- Born: June 28, 1953
- Died: March 12, 2015 (aged 61) Owen Sound, Ontario
- Occupation: French Horn musician
- Known for: Principal Horn, Canadian Opera Company
- Spouse: Scott Irvine
- Children: Max and Joel

= Joan Thelma Watson =

Canadian hornist (1953–2015)

Joan Thelma Watson (June 28, 1953 – March 12, 2015) was a Canadian French horn musician and teacher. She served as principal horn of the Canadian Opera Orchestra and was a founding member of the True North Brass quintet.

== Life ==
Watson was born in 1953 and married musician Scott Irvine, who became the principal tuba player of the Canadian Opera Orchestra (COC). They raised two sons together, Max and Joel.

=== Musicianship ===
Before she was named principal horn of the Canadian Opera Orchestra, Watson's professional positions included, associate principal horn of the Toronto Symphony Orchestra for 14 seasons (she won the job while she was eight-months pregnant). She was also named principal horn of the Esprit Orchestra in Toronto, the Victoria Symphony Orchestra, as well as the Pacific Opera and Vancouver Opera orchestras. She was also a founder of the True North Brass quintet.
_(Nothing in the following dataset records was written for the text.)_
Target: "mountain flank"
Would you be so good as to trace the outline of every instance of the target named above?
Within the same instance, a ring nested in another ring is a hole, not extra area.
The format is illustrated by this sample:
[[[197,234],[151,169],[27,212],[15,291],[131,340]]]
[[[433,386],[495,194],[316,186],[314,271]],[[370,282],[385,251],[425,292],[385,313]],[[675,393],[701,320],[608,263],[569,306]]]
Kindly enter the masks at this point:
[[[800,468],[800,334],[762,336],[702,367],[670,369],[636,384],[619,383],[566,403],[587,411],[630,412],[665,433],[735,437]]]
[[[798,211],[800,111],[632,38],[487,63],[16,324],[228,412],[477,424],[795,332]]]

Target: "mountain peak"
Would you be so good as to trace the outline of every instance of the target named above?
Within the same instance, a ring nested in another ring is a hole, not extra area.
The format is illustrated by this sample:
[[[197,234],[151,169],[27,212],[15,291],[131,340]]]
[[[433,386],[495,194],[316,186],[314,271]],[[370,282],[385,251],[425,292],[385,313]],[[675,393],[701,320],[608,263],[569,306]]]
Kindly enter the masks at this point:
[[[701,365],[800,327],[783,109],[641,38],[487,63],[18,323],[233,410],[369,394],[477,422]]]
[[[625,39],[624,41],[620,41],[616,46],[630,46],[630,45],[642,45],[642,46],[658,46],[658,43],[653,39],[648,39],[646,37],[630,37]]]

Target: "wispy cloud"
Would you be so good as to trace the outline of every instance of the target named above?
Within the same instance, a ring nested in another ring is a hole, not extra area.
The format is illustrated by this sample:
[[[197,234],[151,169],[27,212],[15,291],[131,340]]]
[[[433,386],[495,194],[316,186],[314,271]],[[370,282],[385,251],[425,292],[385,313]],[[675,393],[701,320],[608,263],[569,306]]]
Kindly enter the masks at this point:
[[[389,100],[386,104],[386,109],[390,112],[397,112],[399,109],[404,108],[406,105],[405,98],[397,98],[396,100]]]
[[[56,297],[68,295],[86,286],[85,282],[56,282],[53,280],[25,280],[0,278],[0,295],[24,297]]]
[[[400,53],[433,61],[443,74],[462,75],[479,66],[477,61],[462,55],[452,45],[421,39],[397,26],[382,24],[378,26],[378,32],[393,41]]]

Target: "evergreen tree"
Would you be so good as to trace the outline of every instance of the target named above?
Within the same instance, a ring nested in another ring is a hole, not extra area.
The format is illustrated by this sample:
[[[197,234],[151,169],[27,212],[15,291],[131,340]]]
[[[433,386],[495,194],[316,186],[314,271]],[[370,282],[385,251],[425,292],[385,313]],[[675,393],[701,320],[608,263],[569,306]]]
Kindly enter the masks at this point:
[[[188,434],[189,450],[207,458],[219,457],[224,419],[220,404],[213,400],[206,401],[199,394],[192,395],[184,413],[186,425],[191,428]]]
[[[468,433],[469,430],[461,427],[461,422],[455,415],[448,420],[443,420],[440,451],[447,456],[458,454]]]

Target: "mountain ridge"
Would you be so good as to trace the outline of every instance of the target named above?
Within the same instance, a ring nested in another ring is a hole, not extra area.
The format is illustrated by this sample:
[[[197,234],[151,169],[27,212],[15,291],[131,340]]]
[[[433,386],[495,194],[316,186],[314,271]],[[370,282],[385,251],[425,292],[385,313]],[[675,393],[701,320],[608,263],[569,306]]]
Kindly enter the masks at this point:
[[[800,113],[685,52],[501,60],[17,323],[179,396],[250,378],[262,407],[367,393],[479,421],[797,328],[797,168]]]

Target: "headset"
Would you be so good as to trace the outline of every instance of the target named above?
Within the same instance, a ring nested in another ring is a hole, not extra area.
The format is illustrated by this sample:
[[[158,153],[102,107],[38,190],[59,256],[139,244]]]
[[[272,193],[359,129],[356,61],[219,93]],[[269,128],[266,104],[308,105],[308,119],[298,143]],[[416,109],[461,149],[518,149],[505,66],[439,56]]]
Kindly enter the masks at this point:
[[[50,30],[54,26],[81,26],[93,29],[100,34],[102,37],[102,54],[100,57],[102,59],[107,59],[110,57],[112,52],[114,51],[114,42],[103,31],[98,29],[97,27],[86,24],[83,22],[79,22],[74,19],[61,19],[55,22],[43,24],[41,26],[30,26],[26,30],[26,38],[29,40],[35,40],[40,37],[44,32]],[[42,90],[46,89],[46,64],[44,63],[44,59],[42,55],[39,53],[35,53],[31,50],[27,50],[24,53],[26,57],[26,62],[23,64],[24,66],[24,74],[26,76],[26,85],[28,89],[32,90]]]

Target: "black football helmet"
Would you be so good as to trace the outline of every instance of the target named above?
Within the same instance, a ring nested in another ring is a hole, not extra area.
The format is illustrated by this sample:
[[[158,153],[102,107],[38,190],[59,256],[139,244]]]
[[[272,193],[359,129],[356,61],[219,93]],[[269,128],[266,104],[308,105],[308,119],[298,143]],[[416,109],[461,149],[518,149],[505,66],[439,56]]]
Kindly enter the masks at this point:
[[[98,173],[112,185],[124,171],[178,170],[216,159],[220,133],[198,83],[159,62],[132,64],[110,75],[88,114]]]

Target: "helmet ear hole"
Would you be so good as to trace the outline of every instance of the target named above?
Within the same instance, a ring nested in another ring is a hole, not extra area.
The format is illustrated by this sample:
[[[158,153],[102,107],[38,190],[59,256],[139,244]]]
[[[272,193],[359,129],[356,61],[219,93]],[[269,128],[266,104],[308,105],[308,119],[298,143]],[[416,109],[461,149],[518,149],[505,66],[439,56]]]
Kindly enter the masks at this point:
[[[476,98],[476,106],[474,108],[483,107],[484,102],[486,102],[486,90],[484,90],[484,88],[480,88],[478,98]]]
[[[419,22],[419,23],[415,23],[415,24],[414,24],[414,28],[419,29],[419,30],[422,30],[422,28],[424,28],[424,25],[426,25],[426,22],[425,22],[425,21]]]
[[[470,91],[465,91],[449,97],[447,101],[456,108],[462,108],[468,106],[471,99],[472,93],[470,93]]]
Watson's chamber music performances were heard frequently via the Canadian Broadcasting System and with New Music Concerts. She performed as a featured soloist at the International Women's Brass Conference, the International Horn Symposium in Banff, Alberta and the International Brass Quintet Symposium in Atlanta, Georgia. In addition, Watson was a featured soloist and lecturer at the International Horn Symposium in Chicago in 2009, and in June 2010 in Toronto, she hosted the International Women's Brass Conference.

She also performed for contemporary music groups, writing that she had "backed up Rod Stewart, Andrea Bocelli, Lisa Minnelli, the Eagles, Lighthouse and Led Zeppelin."

=== Mentorship ===
As a member of the University of Toronto's faculty of music, Watson taught horn and lectured on subjects ranging from performance skills to audition preparation and "creating a passionate and fulfilling life of music making."

She served as an artist and clinician for Yamaha Canada developing a 30-year relationship that allowed her to mentor many young artists. In 2008, the Yamaha Corporation chose Watson for signature recognition on a company poster, which made her "the first woman brass player in the world featured on a Yamaha poster." The company described her as, "this country’s foremost horn virtuoso and educator, Joan leaves behind a musical legacy that will be an inspiration for generations."

Watson's final performance was on February 22, 2015. She died from breast cancer on March 12, 2015, at the age of 61 at her home in Owen Sound, Ontario.

== Selected discography ==
- Joan Watson, 2007: Songs My Mother Taught Me

== The Joan Watson Fund ==
The Joan Watson memorial fund was founded by her husband, Scott Irvine, to support the immersive Canadian Opera Orchestra Academy that Watson helped establish for young orchestra musicians.